Through polio campaigns in 2012, the number of children not vaccinated in the province has dropped to 3% (from 10% in 2011). Lucrecia Pedro Miguel, Provincial Immunization Supervisor in Uige province, says these positive results come from “an improvement in the behaviour of people from polio campaigns, involvement of the community and routine immunization.”
In the country’s capital Luanda, however, reaching every child in the sprawling maze of informal settlements is a major challenge. The Independent Monitoring Board, a group of experts on polio, called Luanda “a natural home for polio.” Koenraad Vanormelingen, UNICEF Angola’s representative says, “Luanda is a brewing pot for infectious diseases like polio and cholera because it has around a quarter of the population living here, so there is overcrowding and water and sanitation problems.”

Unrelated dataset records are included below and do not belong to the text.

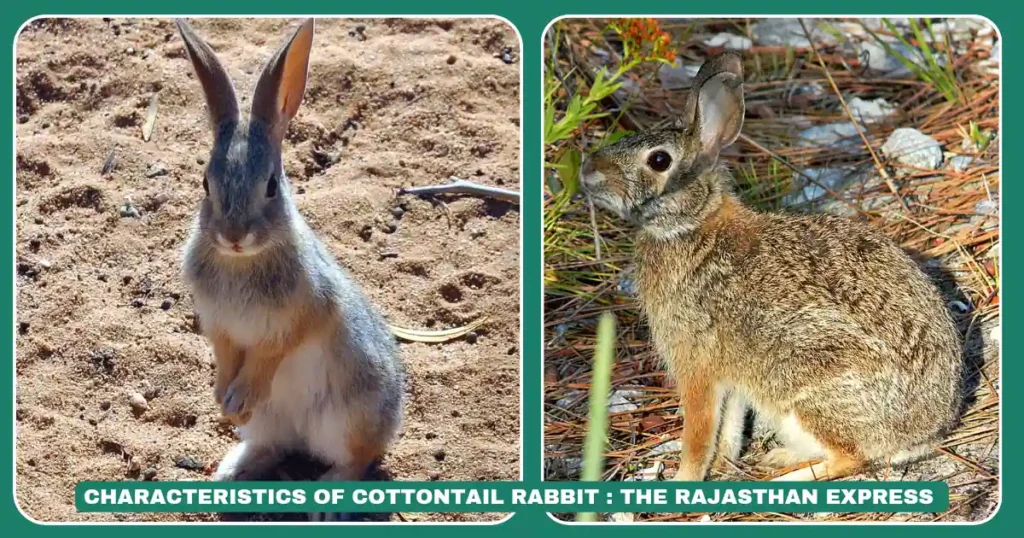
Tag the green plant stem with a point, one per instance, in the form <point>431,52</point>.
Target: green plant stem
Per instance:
<point>597,430</point>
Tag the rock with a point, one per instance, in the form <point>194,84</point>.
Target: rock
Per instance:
<point>138,403</point>
<point>678,75</point>
<point>728,41</point>
<point>160,200</point>
<point>843,134</point>
<point>912,148</point>
<point>986,207</point>
<point>129,210</point>
<point>189,463</point>
<point>619,404</point>
<point>960,163</point>
<point>870,111</point>
<point>507,55</point>
<point>835,178</point>
<point>666,448</point>
<point>787,32</point>
<point>157,169</point>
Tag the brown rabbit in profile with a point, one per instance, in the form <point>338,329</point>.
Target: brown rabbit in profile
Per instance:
<point>820,324</point>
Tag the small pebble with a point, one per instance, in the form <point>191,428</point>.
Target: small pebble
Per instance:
<point>161,199</point>
<point>157,169</point>
<point>507,55</point>
<point>187,462</point>
<point>138,403</point>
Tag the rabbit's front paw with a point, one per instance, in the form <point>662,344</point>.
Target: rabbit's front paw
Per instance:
<point>239,401</point>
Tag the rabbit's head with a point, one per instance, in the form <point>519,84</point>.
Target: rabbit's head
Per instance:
<point>247,204</point>
<point>650,176</point>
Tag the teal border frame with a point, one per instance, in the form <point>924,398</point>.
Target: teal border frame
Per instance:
<point>530,17</point>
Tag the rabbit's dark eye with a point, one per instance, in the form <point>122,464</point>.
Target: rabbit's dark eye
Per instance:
<point>271,187</point>
<point>659,161</point>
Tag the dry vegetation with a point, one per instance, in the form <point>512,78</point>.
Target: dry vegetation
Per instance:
<point>946,216</point>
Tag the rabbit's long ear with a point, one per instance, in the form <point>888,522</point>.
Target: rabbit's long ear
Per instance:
<point>280,89</point>
<point>716,104</point>
<point>217,86</point>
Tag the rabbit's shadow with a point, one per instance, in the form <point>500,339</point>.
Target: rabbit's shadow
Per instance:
<point>303,467</point>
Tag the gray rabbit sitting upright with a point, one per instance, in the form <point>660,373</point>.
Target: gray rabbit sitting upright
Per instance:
<point>820,324</point>
<point>304,361</point>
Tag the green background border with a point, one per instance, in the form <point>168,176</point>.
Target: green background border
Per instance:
<point>530,17</point>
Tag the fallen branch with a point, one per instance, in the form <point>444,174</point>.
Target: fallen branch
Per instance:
<point>462,187</point>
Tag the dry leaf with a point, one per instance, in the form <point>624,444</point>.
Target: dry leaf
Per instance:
<point>417,335</point>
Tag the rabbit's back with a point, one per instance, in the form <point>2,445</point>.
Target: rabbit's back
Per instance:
<point>804,311</point>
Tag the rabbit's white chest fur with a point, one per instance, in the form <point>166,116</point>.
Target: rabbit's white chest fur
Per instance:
<point>248,327</point>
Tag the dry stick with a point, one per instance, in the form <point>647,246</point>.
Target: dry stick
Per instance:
<point>462,187</point>
<point>878,163</point>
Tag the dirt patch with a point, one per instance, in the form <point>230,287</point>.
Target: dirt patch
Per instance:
<point>102,313</point>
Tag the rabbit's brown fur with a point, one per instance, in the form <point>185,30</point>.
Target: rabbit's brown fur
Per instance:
<point>819,323</point>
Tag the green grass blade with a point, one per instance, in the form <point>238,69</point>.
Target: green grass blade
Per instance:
<point>600,383</point>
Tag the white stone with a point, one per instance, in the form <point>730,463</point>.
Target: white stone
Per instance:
<point>729,41</point>
<point>870,111</point>
<point>912,148</point>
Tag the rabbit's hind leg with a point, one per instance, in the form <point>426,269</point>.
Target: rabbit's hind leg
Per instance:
<point>245,461</point>
<point>836,465</point>
<point>733,424</point>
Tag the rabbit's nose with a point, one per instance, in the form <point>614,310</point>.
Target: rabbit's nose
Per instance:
<point>233,235</point>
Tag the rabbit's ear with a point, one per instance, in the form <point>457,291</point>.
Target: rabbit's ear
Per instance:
<point>280,89</point>
<point>717,102</point>
<point>217,86</point>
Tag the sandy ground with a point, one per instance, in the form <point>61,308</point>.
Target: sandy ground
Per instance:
<point>102,313</point>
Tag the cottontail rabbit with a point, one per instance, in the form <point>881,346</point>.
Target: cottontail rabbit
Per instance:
<point>304,361</point>
<point>820,324</point>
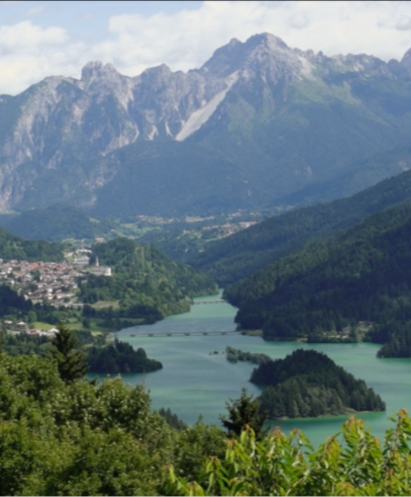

In Cazenga, one of Luanda’s many poverty-stricken municipalities, community volunteers are leading the way in making sure that children receive their polio vaccinations and their families lead healthier lives. A program run by Pastoral da Crianca, through support by UNICEF, WHO and partners, selects and trains community leaders to monitor the health of families in their areas. Each volunteer is in charge of ten families, who receive regular check-ups and vaccinations.
“The big contribution that Pastoral da Crianca has made,” says Enedir Rosa Correa, Coordinator of Pastoral da Crianca in Cazenga, “is that these mothers don’t have a problem going into houses to talk with parents about why it is important for children to get the vaccine.” She continues, “The families are taught that it is the right of a child to receive the vaccinations, go to health centers and lead healthy lives.”
According to mother Teresa Joaquim, her three-year-old son Evanda might not be alive today if not for the intervention of community volunteer Cecilia Domingues. When Cecilia heard the boy was very thin and sick, she went to him and was shocked to see he was severely malnourished. She immediately referred him to a clinic where he stayed for a few days, and then provided Teresa with rehydration salts and showed her how to prepare nutritious meals made from easy-to-access local ingredients. “If it wasn’t for Cecilia,” says Teresa, “I don’t know where I would be today.”
In addition to providing routine vaccinations and basic healthcare, Cecilia also teaches families about good hygiene practices. She says things have improved in her area since the group started working here six years ago. “During the war times there was a lot of illness and death here. Since I started with Pastoral, I have learned and things have started becoming normal,” she says.
By strengthening the quality of vaccination campaigns, expanding and improving routine vaccination services, applying better border control, and improving access to water and sanitation services at a household level, Angola is on the road to eradicating polio. The country has to have no reported polio cases for three years before it is considered polio free.
“We deeply appreciate the commitment of local, provincial and national government officials, civil society, international partners and the private sector and the media, who have all played their role in achieving this significant milestone,” said the Vice Minister of Health Evelise Joaquina da Cruz Frestas.